$3M BUSINESS HISTORY CHAIR A FIRST IN CANADA
Business students will be better equipped to make sound
management decisions thanks to the establishment of the country's first chair in Canadian business history at the Joseph L. Rotman School of Management.
The L.R. Wilson/R.J. Currie Chair in Canadian Business History was funded by several prominent business leaders, including Lynton (Red) Wilson, chairman of the boards of CAE Inc. and Nortel Networks Corporation; Richard Currie, chairman of BCE Inc. and former president and director of George Weston Limited and Loblaw Companies Limited; Anthony Fell, chairman of RBC Capital Markets and University Health Network's board of trustees; James Fleck, professor emeritus of business government relations at the Rotman School and president of Fleck Management Services Limited; Henry N.R. (Hal) Jackman, former chancellor and alumnus of U of T; and John McArthur, dean emeritus of Harvard University's Graduate School of Business Administration.
The $3-million chair will fill a gap in management education by funding courses and research that will explore the evolution of the commerce industry in Canada and examine the legal, economic and political events that shaped the course of its history.
The business school will also launch a research program in Canadian business history, which will provide the chair holder with research resources including data collection, data processing and access to published information.
U OF T RESEARCHERS RECOGNIZED WIDELY
From business book awards to fellowship in renowned academic societies, U of T faculty
members have won wide recognition this year. Recent awards and honours include:
NSERC AWARD OF EXCELLENCE
Richard Bond of the Canadian Institute for Theoretical Astrophysics received the Natural
Sciences and Engineering Research Council's Award of Excellence. The honour is given to the three
finalists of the Gerhard Herzberg Canada Gold
Medal for Science and Engineering, which is awarded
annually for both the sustained excellence and the overall influence of research conducted in Canada
in the natural sciences or engineering.
ROYAL SOCIETY OF LONDON FELLOWS
Spencer Barrett of Botany and Peter St. George-Hyslop of the Centre for Research in Neurodegenerative Diseases have been named Fellows of the Royal Society of London. Fellowship in the Royal Society, which is internationally recognized
as one of the highest honours in science, is offered to only six foreign members each year.
TOP 40 UNDER 40
U of T researchers took four of the spots in this year's Top 40 Under 40, a national program
managed by The Caldwell Partners to celebrate leaders of today and tomorrow, and to honour Canadians who have reached a significant level
of success before their 40th birthday.
Recipients are: Peter Dirks of Neurosurgery and the Hospital for Sick Children, David Jaffray
of Radiation Physics and the University Health Network, Prabhat Jha of Public Health Sciences and St. Michael's Hospital - and a Canada Research Chair of Health and Development - and Edward Sargent of Electrical and Computer Engineering and a Canada Research Chair in Emerging Technologies.

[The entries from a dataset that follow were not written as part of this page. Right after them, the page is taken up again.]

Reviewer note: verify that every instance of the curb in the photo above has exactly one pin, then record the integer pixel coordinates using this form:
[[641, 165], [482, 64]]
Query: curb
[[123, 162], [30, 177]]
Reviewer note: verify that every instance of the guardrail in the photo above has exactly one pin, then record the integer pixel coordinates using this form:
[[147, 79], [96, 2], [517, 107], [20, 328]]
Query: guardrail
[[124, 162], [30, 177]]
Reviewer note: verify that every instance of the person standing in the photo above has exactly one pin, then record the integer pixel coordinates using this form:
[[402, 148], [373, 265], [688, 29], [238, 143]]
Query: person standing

NATIONAL BUSINESS BOOK AWARD
Kim Vicente of Mechanical and Industrial Engineering is the winner of the 2003 National Business Book Award, announced this
past April, for his book
The Human Factor: Revolutionizing the Way People Live with Technology.

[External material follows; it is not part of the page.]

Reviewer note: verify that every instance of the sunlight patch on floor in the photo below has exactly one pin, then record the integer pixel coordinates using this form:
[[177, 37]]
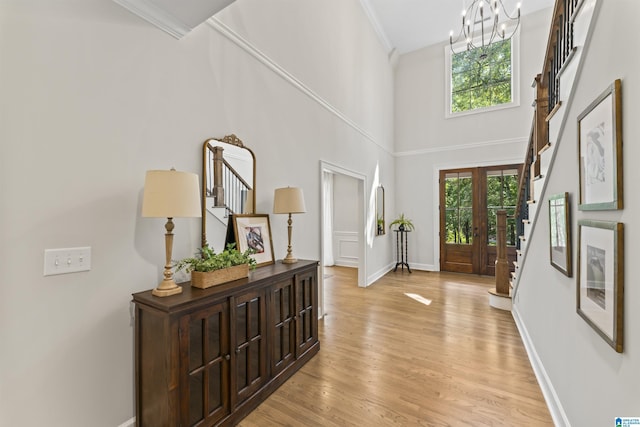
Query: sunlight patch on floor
[[419, 298]]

Co-sponsored by PricewaterhouseCoopers LLP and BMO Financial Group, the $10,000 award is presented annually to recognize outstanding business books published in Canada and is considered one of the country's most prestigious and respected literary awards.
Vicente said he was pleased with the
recognition of human factors engineering, a
little-known body of knowledge designed to help
people use technology more effectively.
"I truly look forward to witnessing a revolution in the way people live with technology, a revolution that will not only make our day-to-day life simpler and easier, but one that will lead to fewer airplane crashes, fewer nuclear power plant meltdowns, fewer catastrophic space shuttle explosions, fewer infectious disease outbreaks and fewer children being killed by preventable medical errors."